Erm, no it wouldn't. Two addresses with identical index bits will still collide after you XOR those identical indexes with the (same) random pattern.
You would need to do some bit mixing. The simplest would be to multiply the non-offset bits by a prime. But a multiply is still a lot slower than physically wiring the index bits to the mux.
The problem is a little more nuanced than the article suggests. Notice that you don't actually need any of the data to stay in the cache during the loop—you read and write an address, then never return to it again. So the fact that you overflow your associativity doesn't specifically matter; you're happy to have it evict any or every entry.
I often get these things wrong, but I believe what's happening is that it's getting blocked on the writeback from the cache evictions (because they're now dirty from the fresh write). Which means that the 256 vs 257 distinction is a tiny bit fake; if you have a large enough array, both will eventually slow down to at best the speed of the next lower cache layer.
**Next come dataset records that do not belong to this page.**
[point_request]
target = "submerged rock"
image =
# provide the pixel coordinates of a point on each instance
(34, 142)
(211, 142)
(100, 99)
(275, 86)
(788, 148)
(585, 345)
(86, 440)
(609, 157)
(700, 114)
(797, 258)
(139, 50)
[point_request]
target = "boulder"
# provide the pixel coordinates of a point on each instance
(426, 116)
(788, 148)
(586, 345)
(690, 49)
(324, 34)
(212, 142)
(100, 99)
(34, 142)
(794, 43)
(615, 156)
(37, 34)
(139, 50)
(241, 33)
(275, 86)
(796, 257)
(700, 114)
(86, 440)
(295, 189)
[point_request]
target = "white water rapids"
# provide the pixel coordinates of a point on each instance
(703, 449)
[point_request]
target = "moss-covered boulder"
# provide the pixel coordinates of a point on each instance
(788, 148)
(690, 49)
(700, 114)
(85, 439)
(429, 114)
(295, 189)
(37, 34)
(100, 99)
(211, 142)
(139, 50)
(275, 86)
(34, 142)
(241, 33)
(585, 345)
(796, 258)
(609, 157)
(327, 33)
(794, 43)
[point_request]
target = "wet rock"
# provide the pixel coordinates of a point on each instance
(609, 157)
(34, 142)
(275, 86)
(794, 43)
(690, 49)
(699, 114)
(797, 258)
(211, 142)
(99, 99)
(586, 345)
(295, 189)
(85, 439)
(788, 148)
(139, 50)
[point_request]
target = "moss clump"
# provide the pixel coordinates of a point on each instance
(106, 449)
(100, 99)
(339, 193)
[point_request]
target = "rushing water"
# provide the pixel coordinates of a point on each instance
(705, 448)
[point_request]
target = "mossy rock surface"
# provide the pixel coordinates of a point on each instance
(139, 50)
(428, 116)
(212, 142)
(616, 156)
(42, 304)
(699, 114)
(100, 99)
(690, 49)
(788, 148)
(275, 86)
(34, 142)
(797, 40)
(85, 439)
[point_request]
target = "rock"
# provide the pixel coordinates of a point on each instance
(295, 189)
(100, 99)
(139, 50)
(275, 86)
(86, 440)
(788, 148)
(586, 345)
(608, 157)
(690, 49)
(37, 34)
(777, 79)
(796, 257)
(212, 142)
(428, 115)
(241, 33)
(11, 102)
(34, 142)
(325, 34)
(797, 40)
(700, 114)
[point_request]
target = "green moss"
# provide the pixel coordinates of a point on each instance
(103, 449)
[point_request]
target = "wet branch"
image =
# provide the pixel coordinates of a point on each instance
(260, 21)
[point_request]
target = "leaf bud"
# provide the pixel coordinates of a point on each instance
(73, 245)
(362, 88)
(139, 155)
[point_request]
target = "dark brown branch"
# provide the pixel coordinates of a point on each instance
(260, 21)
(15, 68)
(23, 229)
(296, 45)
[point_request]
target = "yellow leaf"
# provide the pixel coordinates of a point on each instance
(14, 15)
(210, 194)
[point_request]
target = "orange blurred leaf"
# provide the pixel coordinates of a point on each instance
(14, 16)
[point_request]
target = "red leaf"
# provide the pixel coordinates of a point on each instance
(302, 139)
The 257 stride will postpone the reckoning longer if the cache starts out partly clean, since the writes will just pile up in the cache for a while. (Shorter version: the 257 stride will indeed probably go faster, but it's probably better to think of the effective size of the cache rather than thinking of it as just faster vs slower.)
The article carefully sets N to 2*21 to demonstrate the behavior. (The overall conclusion is still correct!)